Inclusivity is central to Android’s culture, and our values include treating each other with dignity. As such, it’s important that everyone can contribute without facing the harmful effects of bias and discrimination. However, terms in our codebase, user interfaces, and documentation can perpetuate that discrimination. This policy gives guidance to address disrespectful terminology in code, interfaces, and documentation.
See Code of Conduct for more information about Android standards.
Terminology that is derogatory, hurtful, or perpetuates discrimination, either directly or indirectly, should be avoided. This agrees with Google’s guidance on writing inclusive documentation.
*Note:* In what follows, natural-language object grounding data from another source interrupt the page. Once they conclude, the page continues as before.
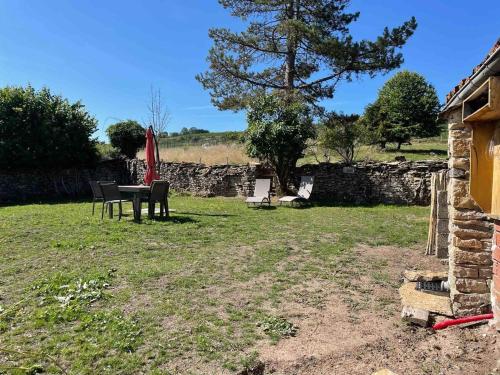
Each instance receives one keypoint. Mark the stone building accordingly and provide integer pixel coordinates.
(472, 112)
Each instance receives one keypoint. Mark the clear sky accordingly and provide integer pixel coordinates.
(108, 53)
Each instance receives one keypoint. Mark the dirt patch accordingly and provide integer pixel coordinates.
(357, 328)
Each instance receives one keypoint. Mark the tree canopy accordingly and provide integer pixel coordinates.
(278, 129)
(41, 130)
(127, 136)
(407, 106)
(343, 134)
(294, 45)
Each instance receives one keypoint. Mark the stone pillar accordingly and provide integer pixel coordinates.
(470, 263)
(495, 285)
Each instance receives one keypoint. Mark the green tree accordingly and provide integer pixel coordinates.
(41, 130)
(127, 136)
(278, 130)
(407, 106)
(343, 134)
(294, 45)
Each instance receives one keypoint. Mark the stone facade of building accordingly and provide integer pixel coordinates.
(470, 238)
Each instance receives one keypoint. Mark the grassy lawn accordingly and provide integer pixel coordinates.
(91, 297)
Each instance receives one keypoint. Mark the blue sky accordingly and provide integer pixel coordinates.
(108, 53)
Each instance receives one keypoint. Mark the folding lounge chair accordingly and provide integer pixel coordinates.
(304, 193)
(261, 194)
(97, 193)
(158, 193)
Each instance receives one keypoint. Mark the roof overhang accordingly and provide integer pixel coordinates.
(491, 67)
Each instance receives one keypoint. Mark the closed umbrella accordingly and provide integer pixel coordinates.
(150, 158)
What is in scope for this policy?
Anything that a contributor would read while working on Android, including but not limited to:
- Names of variables, types, functions, files, build rules, binaries, exported variables
- Test data
- System output and displays
- Comments and documentation (both inside and outside of source files)
- Commit messages
- Be respectful: Derogatory language shouldn’t be necessary to describe how things work.
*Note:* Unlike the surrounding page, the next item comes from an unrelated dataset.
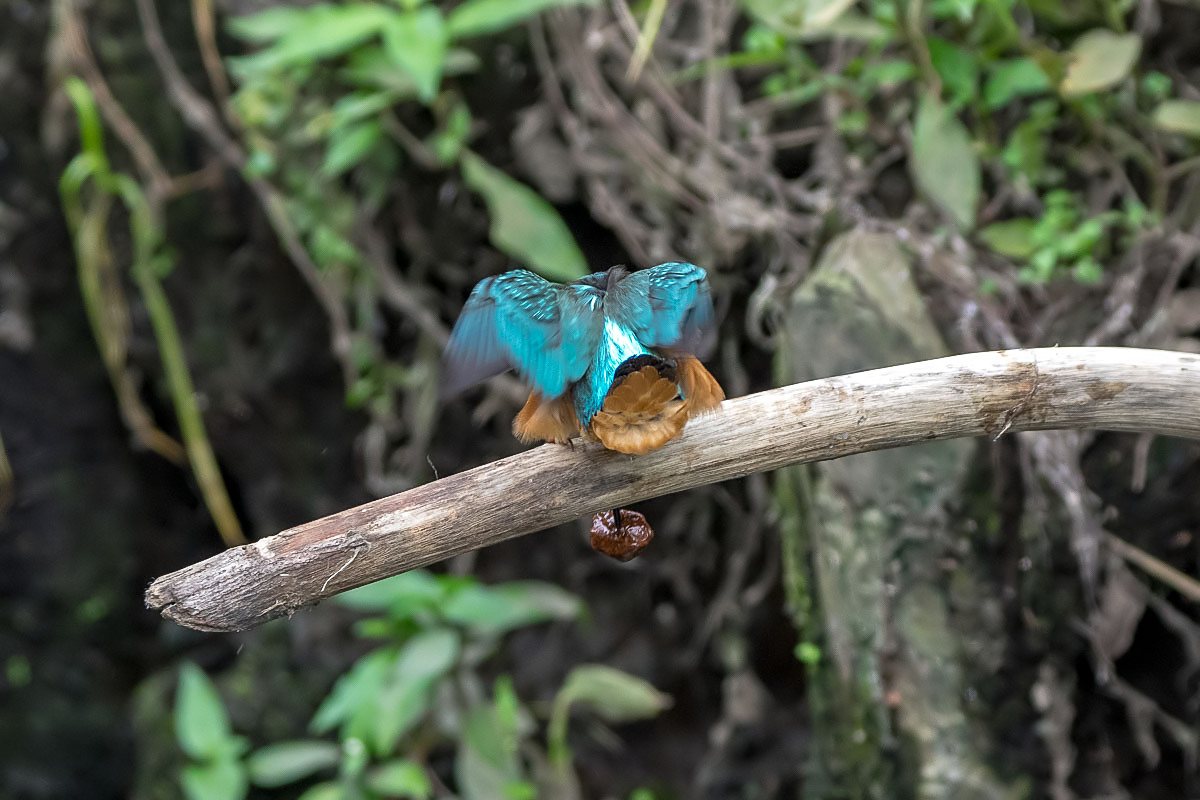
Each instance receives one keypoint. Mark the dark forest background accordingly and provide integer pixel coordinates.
(234, 235)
- Use culturally appropriate language: Some words might have significant historical or political meanings. Please consider this and use alternatives.
How do I know if particular terminology is OK or not?
Apply the principles above. If you have any questions, you can reach out to firstname.lastname@example.org.
What are examples of terminology to avoid?
This list is NOT meant to be comprehensive. It contains a few examples that people have run into frequently.
Note that it's always worth considering whether a comment adds any value.
Sometimes the best fix is to remove the comment entirely. For example, a
comment saying only "Sanity check the header" immediately before a
verify_header doesn't add any value even if you're writing the
doc comment for public API. Be more specific about what is being checked, for
example "Check header for out of range values".
|master/slave||See alternatives for master and slave.|
|redline||priority line, track changes, design specs, UI annotations, exception, anomaly, special case, replacement list|
|whitelist/blacklist||See alternatives for blacklist.|
|(dark|light) graylist||For APIs:
|crazy, insane, cripple||See Avoid ableist language for guidelines.|
|sanity check||The word "check" alone often conveys the same meaning. Otherwise consider validate, verify, quick check, initial check, confidence check, soundness check, calibration check, readiness check.|
|dummy||unused, placeholder, no-op, base, fake/mock/stub.|
|grandfathered||See alternatives for grandfathered for guidelines.|
|gendered pronouns (for example, he or she)||they, them, their|
|man-in-the-middle (MITM)||on-path attacker|
|first-class citizen||core feature, built-in, top-level|
What if I am interfacing with something that violates this policy?
This circumstance has come up a few times, particularly for code implementing specifications. In these circumstances, differing from the language in the specification might interfere with the ability to understand the implementation. For these circumstances, we suggest one of the following, in order of decreasing preference:
- If using alternate terminology doesn't interfere with understanding, use alternate terminology.
- Don't propagate the terminology beyond the layer of code that is performing the interfacing. Where necessary, use alternative terminology at the API boundaries.
- If you’re not able to fix the language yourself, file a bug with the respective team.